Bipartite algebraic graphs without quadrilaterals

TL;DR

This paper investigates hypersurfaces in complex projective spaces that avoid certain bipartite subgraphs, establishing bounds on their degrees and exploring their structural properties related to the Turán problem.

Contribution

It proves that (2,2)-grid-free hypersurfaces in complex projective space can be described by polynomials of degree at most 2 in one variable, advancing understanding of bipartite graph restrictions.

Findings

(2,2)-grid-free hypersurfaces are defined by quadratic polynomials.

The degree bound in the variable y is at most 2 for such hypersurfaces.

Results extend to algebraically closed fields of large characteristic.

Abstract

Let $\mathbb{P}^s$ be the $s$-dimensional complex projective space, and let $X, Y$ be two non-empty open subsets of $\mathbb{P}^s$ in the Zariski topology.

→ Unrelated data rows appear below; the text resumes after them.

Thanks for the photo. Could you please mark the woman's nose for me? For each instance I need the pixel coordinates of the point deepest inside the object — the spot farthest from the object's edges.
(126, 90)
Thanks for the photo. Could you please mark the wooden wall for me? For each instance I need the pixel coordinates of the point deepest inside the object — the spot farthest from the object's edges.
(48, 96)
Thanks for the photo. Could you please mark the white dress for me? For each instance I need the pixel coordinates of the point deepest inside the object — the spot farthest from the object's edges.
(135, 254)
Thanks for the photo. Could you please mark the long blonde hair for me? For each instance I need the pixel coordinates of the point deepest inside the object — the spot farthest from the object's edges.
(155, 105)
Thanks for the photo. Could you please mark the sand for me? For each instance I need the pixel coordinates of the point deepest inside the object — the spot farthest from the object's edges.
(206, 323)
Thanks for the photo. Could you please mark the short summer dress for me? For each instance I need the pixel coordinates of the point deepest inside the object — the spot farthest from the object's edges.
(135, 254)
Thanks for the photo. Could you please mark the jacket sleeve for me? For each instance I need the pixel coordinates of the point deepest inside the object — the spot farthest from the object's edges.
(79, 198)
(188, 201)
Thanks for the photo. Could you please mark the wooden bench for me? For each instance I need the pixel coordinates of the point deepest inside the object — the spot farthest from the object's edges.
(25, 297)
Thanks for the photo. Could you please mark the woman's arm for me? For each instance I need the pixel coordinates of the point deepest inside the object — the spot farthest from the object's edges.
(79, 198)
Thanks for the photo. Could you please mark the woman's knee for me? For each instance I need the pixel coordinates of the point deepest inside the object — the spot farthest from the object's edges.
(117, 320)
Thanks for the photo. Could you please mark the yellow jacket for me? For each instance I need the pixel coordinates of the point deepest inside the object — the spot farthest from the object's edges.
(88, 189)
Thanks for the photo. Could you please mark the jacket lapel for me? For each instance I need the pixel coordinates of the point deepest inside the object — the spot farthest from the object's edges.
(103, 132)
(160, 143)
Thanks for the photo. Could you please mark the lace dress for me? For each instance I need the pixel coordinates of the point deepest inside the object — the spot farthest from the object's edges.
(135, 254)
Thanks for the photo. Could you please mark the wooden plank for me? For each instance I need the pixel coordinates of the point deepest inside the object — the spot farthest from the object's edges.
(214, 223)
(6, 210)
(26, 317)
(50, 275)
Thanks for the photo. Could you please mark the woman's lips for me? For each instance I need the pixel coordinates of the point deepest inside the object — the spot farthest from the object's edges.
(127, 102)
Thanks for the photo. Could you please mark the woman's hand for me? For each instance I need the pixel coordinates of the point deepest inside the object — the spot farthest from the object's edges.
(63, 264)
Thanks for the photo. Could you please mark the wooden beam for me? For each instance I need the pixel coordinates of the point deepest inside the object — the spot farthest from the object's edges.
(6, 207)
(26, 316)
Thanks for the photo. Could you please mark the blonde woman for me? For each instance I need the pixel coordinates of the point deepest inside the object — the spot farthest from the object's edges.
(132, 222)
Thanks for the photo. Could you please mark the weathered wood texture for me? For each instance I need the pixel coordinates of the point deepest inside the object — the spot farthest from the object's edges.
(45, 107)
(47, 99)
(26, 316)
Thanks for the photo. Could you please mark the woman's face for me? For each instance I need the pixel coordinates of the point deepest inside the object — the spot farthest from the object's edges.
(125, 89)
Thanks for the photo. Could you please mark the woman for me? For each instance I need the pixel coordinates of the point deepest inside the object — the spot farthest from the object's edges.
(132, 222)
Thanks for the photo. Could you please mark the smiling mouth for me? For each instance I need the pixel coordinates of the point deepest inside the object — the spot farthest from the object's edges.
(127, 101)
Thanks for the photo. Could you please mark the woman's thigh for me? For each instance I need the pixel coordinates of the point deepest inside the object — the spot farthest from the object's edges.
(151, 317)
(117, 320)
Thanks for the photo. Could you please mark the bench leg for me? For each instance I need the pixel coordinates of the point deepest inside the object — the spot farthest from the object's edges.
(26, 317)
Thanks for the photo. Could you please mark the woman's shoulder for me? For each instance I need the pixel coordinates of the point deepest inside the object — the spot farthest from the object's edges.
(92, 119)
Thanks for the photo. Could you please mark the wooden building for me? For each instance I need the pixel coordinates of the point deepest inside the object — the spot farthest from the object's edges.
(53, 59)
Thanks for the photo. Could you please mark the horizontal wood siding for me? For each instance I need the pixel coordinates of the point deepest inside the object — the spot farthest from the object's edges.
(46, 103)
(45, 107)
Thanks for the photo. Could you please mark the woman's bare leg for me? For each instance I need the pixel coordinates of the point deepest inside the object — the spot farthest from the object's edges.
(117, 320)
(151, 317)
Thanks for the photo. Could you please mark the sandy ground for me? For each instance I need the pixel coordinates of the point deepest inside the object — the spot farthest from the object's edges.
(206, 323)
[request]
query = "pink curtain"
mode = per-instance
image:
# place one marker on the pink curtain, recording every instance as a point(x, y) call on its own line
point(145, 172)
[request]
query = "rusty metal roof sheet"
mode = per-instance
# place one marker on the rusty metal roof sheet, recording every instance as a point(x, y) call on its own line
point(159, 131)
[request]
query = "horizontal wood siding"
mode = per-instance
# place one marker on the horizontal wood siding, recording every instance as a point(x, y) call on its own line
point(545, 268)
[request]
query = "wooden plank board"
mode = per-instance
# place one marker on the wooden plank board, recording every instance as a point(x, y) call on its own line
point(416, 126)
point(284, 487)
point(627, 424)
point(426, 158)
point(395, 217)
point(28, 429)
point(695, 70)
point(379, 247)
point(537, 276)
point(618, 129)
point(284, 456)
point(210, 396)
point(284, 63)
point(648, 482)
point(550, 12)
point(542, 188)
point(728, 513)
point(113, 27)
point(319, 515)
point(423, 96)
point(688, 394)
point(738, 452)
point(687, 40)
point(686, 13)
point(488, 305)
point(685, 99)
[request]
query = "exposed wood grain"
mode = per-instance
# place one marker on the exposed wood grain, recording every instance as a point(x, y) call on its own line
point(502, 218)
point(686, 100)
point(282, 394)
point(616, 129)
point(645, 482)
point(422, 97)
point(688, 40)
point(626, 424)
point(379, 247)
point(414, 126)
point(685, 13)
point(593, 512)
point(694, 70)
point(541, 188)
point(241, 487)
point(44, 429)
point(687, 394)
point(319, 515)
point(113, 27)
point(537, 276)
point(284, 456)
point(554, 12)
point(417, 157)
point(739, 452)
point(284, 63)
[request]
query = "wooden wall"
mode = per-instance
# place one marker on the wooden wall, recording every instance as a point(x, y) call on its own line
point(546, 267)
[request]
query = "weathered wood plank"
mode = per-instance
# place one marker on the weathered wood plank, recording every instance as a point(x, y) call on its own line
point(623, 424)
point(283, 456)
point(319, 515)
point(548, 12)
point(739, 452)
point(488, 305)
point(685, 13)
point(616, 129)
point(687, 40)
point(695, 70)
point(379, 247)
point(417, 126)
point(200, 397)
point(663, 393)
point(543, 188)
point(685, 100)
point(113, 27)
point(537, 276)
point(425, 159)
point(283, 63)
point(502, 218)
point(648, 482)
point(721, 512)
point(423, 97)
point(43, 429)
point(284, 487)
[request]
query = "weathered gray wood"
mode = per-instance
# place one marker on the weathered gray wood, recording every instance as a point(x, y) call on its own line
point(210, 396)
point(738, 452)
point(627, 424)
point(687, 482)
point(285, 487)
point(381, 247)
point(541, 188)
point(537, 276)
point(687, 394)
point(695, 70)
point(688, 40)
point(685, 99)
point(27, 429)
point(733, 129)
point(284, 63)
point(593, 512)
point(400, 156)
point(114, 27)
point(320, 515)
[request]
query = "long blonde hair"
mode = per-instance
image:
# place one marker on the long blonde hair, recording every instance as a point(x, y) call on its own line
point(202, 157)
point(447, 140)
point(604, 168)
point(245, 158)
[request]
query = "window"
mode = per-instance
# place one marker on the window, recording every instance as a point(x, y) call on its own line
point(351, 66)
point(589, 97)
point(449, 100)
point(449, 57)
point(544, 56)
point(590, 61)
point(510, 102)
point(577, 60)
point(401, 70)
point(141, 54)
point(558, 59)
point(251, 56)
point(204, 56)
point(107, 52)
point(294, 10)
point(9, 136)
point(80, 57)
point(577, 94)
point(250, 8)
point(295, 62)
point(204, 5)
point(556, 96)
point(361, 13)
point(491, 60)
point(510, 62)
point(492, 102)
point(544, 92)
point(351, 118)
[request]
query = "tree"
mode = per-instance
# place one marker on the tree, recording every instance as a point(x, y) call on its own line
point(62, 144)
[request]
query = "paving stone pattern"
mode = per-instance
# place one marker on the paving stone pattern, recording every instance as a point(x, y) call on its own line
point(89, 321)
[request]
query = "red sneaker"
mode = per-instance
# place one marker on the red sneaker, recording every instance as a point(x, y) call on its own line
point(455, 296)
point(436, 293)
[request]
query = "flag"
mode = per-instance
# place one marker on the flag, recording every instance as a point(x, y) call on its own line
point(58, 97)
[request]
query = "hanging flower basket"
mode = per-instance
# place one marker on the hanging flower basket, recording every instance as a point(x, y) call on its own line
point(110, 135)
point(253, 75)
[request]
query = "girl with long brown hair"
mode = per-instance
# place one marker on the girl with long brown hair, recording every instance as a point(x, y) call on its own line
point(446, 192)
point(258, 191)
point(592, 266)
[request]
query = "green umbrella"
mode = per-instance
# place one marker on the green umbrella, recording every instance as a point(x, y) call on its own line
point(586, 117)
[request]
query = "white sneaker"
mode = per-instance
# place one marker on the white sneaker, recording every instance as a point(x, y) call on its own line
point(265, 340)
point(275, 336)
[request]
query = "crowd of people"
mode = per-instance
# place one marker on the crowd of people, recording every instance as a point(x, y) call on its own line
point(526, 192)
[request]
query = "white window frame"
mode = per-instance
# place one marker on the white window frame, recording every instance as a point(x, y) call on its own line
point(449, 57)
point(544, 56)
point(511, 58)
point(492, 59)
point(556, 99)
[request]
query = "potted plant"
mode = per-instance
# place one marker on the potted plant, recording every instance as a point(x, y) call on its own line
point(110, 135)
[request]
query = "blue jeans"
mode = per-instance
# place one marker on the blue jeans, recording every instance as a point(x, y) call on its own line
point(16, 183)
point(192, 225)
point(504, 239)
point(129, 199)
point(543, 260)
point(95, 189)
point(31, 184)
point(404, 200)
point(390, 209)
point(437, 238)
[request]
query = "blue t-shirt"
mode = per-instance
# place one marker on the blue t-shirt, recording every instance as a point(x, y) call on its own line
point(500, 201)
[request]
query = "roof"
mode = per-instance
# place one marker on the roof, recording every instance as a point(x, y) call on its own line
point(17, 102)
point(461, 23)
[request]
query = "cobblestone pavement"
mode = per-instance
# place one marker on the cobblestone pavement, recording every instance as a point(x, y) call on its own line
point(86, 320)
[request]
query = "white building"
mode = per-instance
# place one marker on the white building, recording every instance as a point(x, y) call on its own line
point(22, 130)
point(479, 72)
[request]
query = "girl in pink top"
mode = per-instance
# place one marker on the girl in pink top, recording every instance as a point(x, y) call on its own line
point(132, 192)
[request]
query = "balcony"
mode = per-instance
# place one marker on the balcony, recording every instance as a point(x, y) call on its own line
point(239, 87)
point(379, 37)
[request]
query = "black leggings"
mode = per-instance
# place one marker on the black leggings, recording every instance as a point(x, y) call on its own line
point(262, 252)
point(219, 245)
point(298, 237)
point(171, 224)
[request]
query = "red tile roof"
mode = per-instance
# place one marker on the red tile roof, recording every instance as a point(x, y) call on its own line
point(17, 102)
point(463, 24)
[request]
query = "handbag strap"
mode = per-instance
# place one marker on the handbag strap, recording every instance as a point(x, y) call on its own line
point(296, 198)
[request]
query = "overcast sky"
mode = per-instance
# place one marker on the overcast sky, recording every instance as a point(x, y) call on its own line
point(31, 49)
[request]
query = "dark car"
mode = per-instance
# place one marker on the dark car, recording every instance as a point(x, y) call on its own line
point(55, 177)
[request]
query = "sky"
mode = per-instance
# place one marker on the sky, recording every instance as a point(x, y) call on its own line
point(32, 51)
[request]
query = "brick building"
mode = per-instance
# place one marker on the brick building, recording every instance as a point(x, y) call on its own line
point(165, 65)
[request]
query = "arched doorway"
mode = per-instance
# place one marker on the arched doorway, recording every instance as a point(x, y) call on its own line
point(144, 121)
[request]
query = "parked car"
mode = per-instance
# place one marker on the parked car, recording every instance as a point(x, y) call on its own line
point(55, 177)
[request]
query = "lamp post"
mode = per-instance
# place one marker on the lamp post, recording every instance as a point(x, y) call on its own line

A hypersurface $H$ in $\mathbb{P}^s\times\mathbb{P}^s$ induces a bipartite graph $G$ as follows: the partite sets of $G$ are $X$ and $Y$, and the edge set is defined by $\overline{u}\sim\overline{v}$ if and only if $(\overline{u},\overline{v})\in H$. Motivated by the Tur\'an problem for bipartite graphs, we say that $H\cap (X\times Y)$ is $(s,t)$-grid-free provided that $G$ contains no complete bipartite subgraph that has $s$ vertices in $X$ and $t$ vertices in $Y$. We conjecture that every $(s,t)$-grid-free hypersurface is equivalent, in a suitable sense, to a hypersurface whose degree in $\overline{y}$ is bounded by a constant $d = d(s,t)$, and we discuss possible notions of the equivalence. We establish the result that if $H\cap(X\times \mathbb{P}^2)$ is $(2,2)$-grid-free, then there exists $F\in \mathbb{C}[\overline{x},\overline{y}]$ of degree $\le 2$ in $\overline{y}$ such that $H\cap(X\times \mathbb{P}^2) = \{F = 0\}\cap (X\times \mathbb{P}^2)$. Finally, we transfer the result to algebraically closed fields of large characteristic.